Are you struggling today with unrest in your family? Is someone sick or have a chronic illness? Does your financial situation look sick as well? Is a loved one fighting to defend freedom in a foreign country and you wait while they come home? Are you grieving?
Whatever the situation, God will, if you ask, give you wisdom, strength to endure, and the knowledge you need to come through your struggle. You can be at peace when you understand how faithful he is.
God “makes his sun rise on the evil and on the good, and sends rain on the just and the unjust” (Matthew 5:45). Even though he sends the rains, he has compassion on those who suffer. Because God has shown me mercy and because I finally acknowledge that, I can have compassion on people who, a few years ago, I would have shown indignation. I might have even been angry with them without knowing their individual circumstances. It’s a humbling thing for God to show me how arrogant I can be.
Our struggles are temporary like everything else in the world. To keep this in mind also helps to endure and press on. Today, know that I’m praying for you. I don’t know your struggles, but God does, and he’s there for you when you call on him.

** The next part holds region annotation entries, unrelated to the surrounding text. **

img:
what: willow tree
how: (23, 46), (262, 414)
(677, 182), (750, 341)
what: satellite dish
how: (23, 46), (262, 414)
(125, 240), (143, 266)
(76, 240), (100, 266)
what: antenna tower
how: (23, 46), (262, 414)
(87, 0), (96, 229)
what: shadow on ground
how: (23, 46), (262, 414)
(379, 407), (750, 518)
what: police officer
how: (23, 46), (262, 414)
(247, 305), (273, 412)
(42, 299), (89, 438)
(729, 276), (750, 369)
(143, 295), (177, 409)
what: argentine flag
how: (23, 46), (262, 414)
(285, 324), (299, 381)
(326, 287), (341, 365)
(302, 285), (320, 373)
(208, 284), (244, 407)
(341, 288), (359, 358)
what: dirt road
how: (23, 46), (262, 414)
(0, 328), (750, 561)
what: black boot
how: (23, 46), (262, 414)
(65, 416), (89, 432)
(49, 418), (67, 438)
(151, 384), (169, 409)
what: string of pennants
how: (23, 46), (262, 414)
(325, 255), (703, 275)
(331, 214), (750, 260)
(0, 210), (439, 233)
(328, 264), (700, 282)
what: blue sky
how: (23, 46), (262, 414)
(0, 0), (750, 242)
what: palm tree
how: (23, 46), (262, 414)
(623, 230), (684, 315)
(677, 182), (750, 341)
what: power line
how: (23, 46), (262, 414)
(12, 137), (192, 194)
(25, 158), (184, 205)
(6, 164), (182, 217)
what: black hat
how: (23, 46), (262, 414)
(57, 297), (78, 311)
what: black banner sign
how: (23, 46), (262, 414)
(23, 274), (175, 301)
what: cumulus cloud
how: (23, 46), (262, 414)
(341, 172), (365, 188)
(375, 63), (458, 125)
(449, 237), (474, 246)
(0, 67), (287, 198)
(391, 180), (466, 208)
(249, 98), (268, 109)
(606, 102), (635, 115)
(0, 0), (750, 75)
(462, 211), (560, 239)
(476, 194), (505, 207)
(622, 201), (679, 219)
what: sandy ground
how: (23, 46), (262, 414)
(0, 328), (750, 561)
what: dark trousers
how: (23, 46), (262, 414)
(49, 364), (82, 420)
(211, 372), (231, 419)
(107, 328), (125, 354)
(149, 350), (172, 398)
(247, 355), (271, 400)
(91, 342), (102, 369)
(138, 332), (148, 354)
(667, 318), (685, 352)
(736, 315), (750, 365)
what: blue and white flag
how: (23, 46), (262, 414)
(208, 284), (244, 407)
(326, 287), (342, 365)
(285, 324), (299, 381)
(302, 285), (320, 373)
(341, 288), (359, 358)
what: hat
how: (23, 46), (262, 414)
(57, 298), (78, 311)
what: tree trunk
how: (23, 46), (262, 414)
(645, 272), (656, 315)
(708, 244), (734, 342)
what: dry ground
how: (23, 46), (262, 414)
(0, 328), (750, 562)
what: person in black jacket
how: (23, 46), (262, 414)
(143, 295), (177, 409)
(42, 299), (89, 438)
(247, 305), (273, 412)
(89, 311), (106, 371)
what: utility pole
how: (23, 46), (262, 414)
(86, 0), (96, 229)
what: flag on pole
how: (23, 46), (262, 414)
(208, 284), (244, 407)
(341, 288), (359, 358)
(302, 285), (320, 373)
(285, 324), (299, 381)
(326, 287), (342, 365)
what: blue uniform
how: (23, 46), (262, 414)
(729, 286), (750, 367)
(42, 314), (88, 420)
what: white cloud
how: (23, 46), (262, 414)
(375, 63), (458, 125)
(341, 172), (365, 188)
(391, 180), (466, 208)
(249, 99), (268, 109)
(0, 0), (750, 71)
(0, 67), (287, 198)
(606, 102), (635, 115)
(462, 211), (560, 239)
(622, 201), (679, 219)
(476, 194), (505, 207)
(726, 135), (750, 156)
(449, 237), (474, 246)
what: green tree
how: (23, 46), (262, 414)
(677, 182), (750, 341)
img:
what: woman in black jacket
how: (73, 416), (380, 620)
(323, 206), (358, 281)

Heavenly Father, please help those reading this to know the peace which passes all understanding. Not a peace as the world gives through temporary things, but the peace which you give. Your love for us means you are faithful to provide, to still our hearts, to heal. Thank you for giving your Son, Jesus, who is our Savior and Friend. Amen.
“I am not saying this because I am in need, for I have learned to be content whatever the circumstances. I know what it is to be in need, and I know what it is to have plenty. I have learned the secret of being content in any and every situation, whether well fed or hungry, whether living in plenty or in want. I can do all this through him who gives me strength” (Philippians 4:11-13).
The apostle Paul is saying he learned contentment by trusting the Lord for everything. Knowing God is in control of every aspect of our lives is the “secret” he talks about. If God’s eye is on the sparrow, know that He watches over you.
“Look at the birds of the air; they do not sow or reap or store away in barns, and yet your heavenly Father feeds them. Are you not much more valuable than they?” (Matthew 6:26)
When I hear people say, “God is good” after they’ve heard good news, I wonder just when they think he isn’t good. There’s a fancy word for saying God is unchanging: immutable. It’s another aspect of his being. God is always good.
That’s why when you hear someone say, “God is good all the time,” even though it sounds trite and cliche, it’s praise that’s closer to the truth of who he is.
Don’t forget that today. Even if stuff gets hard; you’re mystified over what in the world is going on; people are acting like noodle-heads; or you’re hurting physically or emotionally. You know how it is. It’s like the cheese just fell off your cracker. Well, God has it all under control. Nothing in this world surprises him and his goodness is everywhere.
Maybe you aren’t seeing it now. Watch for it. You’ve seen his goodness before? You’ll surely see it again.